Talita langsung meletakkan sendok dengan bunyi “tang!” “Kalau begitu, lain kali aku taruh ikan asin di kepalamu. Biar sekalian awet sampai tahun depan!”
Kali ini, salah satu pelayan benar-benar tidak tahan. Suara “pffft!” kecil terdengar, disusul wajah merah padam menahan tawa.
Bintang mengangkat kepala sebentar, memandang Talita dan Angkasa dengan mata bulatnya, lalu kembali fokus pada potongan wortel rebus di piringnya. Ia menyuap pelan, tanpa terganggu sedikit pun, tenang bak seorang biksu cilik di tengah keributan pasar.
Talita mencondongkan tubuh sedikit, suaranya rendah tapi tajam.
“Kamu tahu, kalau saja sifatmu bisa dijual di pasar, harganya pasti jatuh. Siapa yang mau beli kesombongan plus muka masam tiap hari?”
Angkasa menepuk meja pelan dengan garpunya, senyumnya sinis.
“Setidaknya mukaku masih laku. Kalau kamu? kerjaannya cuma bikin masalah. Harganya? Diskon besar-besaran, masih juga nggak ada yang mau.”
Pelayan muda langsung menutup mulut dengan tangan, wajahnya merah padam. Suasana nyaris pecah tawa.

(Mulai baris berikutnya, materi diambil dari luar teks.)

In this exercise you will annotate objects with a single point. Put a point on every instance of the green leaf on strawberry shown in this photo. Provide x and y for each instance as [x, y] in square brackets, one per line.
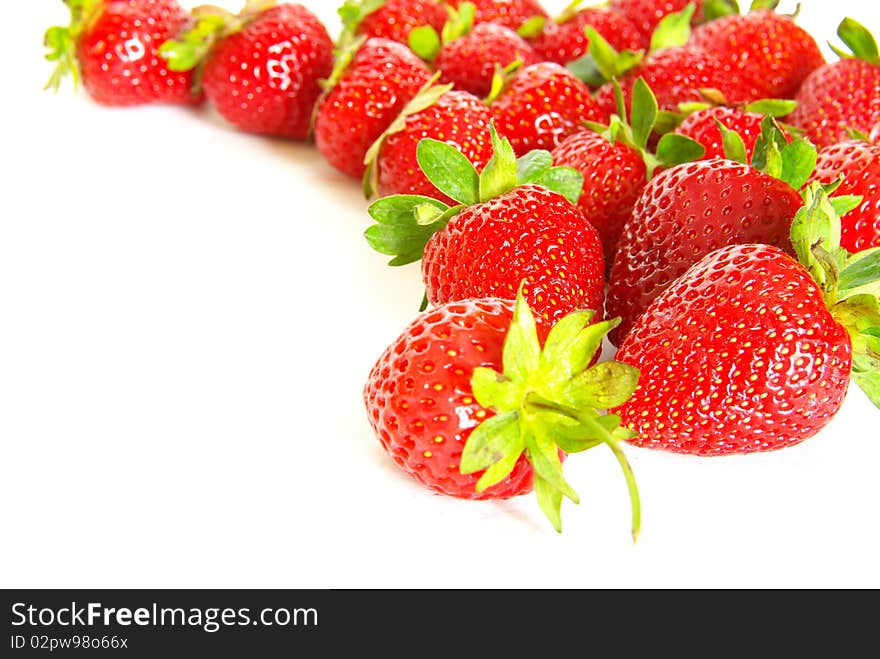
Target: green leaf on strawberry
[713, 9]
[860, 41]
[404, 223]
[674, 29]
[849, 282]
[603, 63]
[532, 28]
[546, 401]
[352, 13]
[672, 149]
[759, 5]
[425, 42]
[792, 162]
[427, 96]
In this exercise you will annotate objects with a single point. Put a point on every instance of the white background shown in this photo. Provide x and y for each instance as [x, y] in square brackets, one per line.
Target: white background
[187, 317]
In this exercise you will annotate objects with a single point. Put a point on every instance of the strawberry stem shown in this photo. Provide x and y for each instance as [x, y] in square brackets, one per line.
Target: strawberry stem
[538, 403]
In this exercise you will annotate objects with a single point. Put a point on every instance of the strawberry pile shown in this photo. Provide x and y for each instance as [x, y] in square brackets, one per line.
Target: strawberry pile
[692, 184]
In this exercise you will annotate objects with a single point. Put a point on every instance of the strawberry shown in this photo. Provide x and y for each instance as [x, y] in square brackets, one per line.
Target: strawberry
[857, 165]
[541, 106]
[512, 14]
[616, 164]
[646, 15]
[844, 96]
[371, 84]
[748, 352]
[468, 403]
[113, 46]
[458, 118]
[389, 19]
[767, 47]
[260, 69]
[691, 210]
[469, 55]
[564, 40]
[516, 222]
[614, 176]
[746, 122]
[470, 62]
[678, 74]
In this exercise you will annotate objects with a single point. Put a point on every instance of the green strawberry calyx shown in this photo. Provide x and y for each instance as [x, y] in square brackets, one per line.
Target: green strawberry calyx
[859, 40]
[342, 59]
[212, 24]
[713, 9]
[352, 13]
[425, 42]
[61, 40]
[668, 121]
[569, 12]
[604, 63]
[672, 149]
[548, 401]
[427, 96]
[405, 223]
[792, 162]
[850, 283]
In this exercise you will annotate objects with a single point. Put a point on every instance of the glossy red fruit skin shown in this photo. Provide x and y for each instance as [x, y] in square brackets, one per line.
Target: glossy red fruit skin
[529, 233]
[647, 14]
[383, 77]
[614, 177]
[118, 54]
[566, 42]
[397, 18]
[858, 163]
[685, 213]
[264, 79]
[470, 62]
[544, 104]
[458, 118]
[509, 13]
[767, 47]
[836, 98]
[420, 402]
[739, 355]
[701, 127]
[676, 75]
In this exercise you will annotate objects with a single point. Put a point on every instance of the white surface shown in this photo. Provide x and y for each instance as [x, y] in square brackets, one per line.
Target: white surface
[187, 318]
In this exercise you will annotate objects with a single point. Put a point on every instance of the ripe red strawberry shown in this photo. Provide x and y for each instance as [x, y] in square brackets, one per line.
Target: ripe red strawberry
[487, 249]
[702, 126]
[857, 163]
[516, 223]
[389, 19]
[113, 46]
[647, 14]
[260, 69]
[747, 352]
[441, 407]
[678, 74]
[542, 105]
[616, 165]
[691, 210]
[512, 14]
[366, 92]
[767, 47]
[458, 118]
[565, 41]
[470, 62]
[844, 96]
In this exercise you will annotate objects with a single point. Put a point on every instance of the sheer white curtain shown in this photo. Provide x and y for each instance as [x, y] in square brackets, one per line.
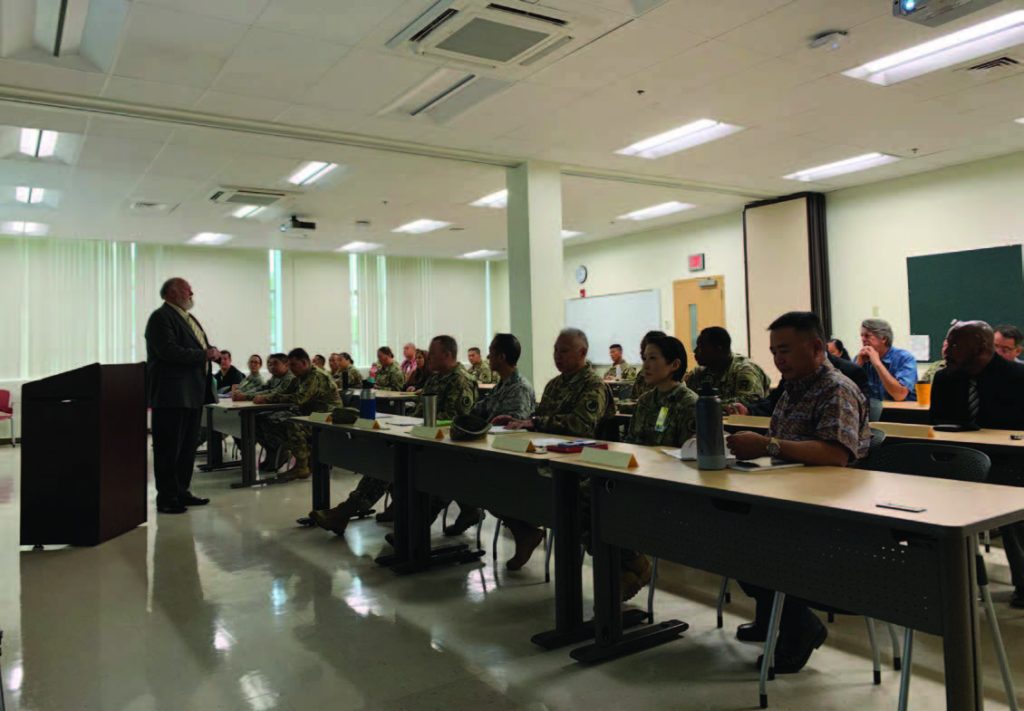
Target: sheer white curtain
[67, 303]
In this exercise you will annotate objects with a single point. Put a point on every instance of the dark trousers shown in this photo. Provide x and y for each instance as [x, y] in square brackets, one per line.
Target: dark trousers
[175, 436]
[797, 616]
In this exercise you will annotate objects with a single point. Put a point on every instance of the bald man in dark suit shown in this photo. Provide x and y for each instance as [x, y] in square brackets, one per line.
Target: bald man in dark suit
[179, 377]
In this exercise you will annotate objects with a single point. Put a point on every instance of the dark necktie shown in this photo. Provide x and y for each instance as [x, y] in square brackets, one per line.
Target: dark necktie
[973, 401]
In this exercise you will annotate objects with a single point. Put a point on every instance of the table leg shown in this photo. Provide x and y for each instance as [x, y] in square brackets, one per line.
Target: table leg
[961, 633]
[609, 640]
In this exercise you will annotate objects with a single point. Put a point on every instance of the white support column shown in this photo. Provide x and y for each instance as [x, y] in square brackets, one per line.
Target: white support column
[537, 302]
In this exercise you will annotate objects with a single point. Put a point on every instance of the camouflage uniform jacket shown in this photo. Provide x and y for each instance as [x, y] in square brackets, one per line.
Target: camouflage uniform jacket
[389, 378]
[573, 404]
[348, 378]
[629, 372]
[456, 392]
[251, 384]
[481, 371]
[513, 396]
[315, 392]
[678, 425]
[742, 381]
[929, 375]
[278, 383]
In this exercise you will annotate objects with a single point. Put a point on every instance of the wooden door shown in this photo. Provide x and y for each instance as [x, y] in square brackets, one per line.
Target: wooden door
[697, 304]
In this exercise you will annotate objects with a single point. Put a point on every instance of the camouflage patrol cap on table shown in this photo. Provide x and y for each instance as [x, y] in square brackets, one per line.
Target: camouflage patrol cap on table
[469, 427]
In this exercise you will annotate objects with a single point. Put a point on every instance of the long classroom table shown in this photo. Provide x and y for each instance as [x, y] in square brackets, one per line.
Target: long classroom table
[816, 533]
[511, 485]
[236, 419]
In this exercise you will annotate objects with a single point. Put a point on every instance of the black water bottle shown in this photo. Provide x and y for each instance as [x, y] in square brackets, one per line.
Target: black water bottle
[711, 442]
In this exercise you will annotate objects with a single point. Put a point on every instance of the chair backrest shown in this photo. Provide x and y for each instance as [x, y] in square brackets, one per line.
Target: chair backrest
[940, 461]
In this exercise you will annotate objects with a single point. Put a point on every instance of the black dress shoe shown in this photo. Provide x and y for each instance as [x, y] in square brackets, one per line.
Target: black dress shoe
[1018, 598]
[752, 632]
[793, 659]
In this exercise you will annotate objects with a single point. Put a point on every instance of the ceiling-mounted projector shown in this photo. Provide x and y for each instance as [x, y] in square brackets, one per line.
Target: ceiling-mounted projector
[936, 12]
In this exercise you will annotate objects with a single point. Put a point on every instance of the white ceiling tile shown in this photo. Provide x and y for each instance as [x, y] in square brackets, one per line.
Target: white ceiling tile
[254, 108]
[242, 11]
[367, 81]
[152, 93]
[346, 22]
[276, 65]
[175, 47]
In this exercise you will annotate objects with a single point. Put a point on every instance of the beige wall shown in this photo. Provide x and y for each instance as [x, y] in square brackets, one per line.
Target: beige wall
[654, 259]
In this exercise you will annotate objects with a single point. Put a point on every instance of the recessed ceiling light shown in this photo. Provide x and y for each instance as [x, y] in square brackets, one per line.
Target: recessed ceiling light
[248, 211]
[970, 43]
[657, 210]
[495, 200]
[358, 247]
[20, 227]
[311, 172]
[849, 165]
[38, 143]
[680, 138]
[421, 226]
[29, 196]
[210, 239]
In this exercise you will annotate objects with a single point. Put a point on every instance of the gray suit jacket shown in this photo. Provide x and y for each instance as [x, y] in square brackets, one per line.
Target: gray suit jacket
[177, 373]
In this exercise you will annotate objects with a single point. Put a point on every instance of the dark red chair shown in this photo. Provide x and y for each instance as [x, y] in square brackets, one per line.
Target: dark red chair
[7, 412]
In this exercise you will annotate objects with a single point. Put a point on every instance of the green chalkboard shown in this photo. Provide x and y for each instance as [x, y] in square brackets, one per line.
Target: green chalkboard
[978, 284]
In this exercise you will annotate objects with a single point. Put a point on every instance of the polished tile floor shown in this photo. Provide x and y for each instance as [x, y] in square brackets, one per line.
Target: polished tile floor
[232, 607]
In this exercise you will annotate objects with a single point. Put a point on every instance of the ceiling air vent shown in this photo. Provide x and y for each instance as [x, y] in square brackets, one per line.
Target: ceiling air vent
[997, 63]
[527, 13]
[247, 196]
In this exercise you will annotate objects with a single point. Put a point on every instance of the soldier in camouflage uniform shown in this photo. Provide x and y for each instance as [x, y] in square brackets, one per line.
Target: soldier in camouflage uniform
[314, 392]
[620, 370]
[640, 385]
[666, 415]
[478, 369]
[387, 375]
[736, 378]
[456, 392]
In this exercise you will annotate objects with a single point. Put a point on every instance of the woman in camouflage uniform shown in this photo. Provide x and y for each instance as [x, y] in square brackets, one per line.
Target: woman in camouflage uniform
[666, 414]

Sementara itu, Bintang dengan santai meraih potongan buah melon dari piringnya, mengunyah perlahan, lalu menatap mereka berdua sebentar. Wajah mungilnya seakan berkata tanpa suara “Orang dewasa memang ributnya aneh.” Setelah itu, ia kembali makan tenang, sama sekali tak terganggu, seolah dunia tidak ada hubungannya dengannya.

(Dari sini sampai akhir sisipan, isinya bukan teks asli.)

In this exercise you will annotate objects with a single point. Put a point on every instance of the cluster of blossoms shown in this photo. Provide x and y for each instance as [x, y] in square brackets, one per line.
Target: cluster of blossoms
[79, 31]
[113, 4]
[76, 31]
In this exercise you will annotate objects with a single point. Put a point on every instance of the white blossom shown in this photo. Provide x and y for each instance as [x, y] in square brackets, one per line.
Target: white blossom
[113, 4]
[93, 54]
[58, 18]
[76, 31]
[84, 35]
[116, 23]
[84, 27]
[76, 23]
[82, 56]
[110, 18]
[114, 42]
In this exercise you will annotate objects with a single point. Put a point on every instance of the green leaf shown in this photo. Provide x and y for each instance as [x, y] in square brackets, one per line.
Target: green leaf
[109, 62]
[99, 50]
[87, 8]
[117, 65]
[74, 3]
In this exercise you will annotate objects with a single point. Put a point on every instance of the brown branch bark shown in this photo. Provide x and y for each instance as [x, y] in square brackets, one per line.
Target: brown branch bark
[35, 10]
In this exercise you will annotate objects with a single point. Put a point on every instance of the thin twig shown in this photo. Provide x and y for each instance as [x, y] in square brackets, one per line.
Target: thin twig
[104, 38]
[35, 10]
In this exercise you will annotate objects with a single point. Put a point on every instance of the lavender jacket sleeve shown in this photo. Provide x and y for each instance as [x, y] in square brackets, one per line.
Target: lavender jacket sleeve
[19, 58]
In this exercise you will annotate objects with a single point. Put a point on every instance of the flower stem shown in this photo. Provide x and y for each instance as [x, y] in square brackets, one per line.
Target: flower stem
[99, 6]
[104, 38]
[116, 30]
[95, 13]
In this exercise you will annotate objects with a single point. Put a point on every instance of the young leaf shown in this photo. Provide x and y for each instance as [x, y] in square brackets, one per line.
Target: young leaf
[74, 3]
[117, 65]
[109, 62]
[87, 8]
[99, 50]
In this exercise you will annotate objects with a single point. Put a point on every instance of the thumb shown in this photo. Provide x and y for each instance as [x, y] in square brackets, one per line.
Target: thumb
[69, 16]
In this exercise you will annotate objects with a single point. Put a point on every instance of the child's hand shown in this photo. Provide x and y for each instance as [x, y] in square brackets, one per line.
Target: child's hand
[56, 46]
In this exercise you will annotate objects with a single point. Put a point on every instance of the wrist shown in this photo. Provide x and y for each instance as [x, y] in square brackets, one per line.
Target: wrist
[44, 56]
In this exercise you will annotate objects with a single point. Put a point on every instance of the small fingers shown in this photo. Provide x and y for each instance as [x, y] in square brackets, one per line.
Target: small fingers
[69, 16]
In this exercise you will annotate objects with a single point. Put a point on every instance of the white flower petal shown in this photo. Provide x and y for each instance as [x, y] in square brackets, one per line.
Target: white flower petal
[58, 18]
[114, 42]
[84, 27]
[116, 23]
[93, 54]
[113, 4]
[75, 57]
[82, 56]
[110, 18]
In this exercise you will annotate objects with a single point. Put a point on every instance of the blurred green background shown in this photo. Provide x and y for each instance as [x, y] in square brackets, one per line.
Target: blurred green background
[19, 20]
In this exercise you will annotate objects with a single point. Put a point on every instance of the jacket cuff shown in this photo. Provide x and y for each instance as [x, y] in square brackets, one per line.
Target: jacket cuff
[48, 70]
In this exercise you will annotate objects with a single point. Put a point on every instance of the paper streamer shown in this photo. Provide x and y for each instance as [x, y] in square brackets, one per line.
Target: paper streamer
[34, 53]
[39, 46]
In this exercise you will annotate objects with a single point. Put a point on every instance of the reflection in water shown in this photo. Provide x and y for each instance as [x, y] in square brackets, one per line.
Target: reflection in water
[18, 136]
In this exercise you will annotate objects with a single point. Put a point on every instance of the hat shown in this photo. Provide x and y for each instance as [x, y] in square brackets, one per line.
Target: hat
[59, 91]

Di tengah debat itu, Bintang tersadar akan sesuatu. Ia kemudian menyelinap ke bawah meja. Bocah itu mengambil piring yang sudah diberi bubuk obat, lalu menyembunyikannya di bawah meja. Setelah itu ia duduk lagi, wajahnya datar seolah tak terjadi apa-apa.

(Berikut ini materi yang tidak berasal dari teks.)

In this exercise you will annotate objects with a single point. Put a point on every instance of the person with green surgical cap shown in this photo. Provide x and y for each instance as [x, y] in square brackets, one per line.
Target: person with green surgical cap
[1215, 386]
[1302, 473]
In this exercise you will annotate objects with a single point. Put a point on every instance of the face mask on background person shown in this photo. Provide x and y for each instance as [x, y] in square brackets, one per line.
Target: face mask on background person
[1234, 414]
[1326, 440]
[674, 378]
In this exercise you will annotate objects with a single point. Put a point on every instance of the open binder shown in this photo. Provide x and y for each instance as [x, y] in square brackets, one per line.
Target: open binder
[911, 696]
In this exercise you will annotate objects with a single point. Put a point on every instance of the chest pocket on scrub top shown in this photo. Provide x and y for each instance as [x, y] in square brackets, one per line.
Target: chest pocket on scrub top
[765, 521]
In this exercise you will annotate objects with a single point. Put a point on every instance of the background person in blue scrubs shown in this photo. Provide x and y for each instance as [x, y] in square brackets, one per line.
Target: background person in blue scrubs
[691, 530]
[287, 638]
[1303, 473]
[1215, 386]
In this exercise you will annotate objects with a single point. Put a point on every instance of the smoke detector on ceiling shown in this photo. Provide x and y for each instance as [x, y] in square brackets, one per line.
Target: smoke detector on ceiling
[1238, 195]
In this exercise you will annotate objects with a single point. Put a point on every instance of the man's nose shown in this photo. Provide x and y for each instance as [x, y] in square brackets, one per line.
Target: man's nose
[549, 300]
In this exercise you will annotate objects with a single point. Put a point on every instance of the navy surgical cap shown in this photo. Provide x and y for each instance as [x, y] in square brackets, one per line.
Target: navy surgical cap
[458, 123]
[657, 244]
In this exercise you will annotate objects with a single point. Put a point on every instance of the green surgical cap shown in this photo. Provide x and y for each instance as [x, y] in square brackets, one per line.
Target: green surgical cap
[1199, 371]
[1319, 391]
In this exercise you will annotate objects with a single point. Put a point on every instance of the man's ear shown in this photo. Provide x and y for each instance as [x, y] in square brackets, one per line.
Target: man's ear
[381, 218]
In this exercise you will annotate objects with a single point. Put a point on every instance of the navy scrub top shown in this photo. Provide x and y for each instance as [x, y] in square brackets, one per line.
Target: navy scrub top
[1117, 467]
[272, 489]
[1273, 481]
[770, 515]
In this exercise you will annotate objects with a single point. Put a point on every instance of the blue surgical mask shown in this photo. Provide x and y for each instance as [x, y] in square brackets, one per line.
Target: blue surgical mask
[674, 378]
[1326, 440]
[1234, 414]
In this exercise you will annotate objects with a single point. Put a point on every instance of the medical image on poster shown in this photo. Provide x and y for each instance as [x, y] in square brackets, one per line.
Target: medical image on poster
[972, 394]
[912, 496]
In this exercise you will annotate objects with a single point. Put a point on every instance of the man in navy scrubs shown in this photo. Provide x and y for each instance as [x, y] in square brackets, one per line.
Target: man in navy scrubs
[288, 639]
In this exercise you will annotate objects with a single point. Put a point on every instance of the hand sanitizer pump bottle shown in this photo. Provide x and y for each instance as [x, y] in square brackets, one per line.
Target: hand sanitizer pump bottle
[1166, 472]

Saat perdebatan reda, Talita melirik ke arah piring Angkasa. Nafasnya tercekat. “Hilang?”
Ia menoleh ke bawah meja, mendengus kesal. Kemudian ia melirik Bintang, ia yakin Bintang yang meletakkannya di sana.
Rencananya lagi-lagi gagal.
Namun dalam hatinya, tekadnya justru makin mengeras. “Baiklah, Angkasa. Kau memang sulit dijatuhkan. Tapi aku tidak akan menyerah. Akan ada cara lain.”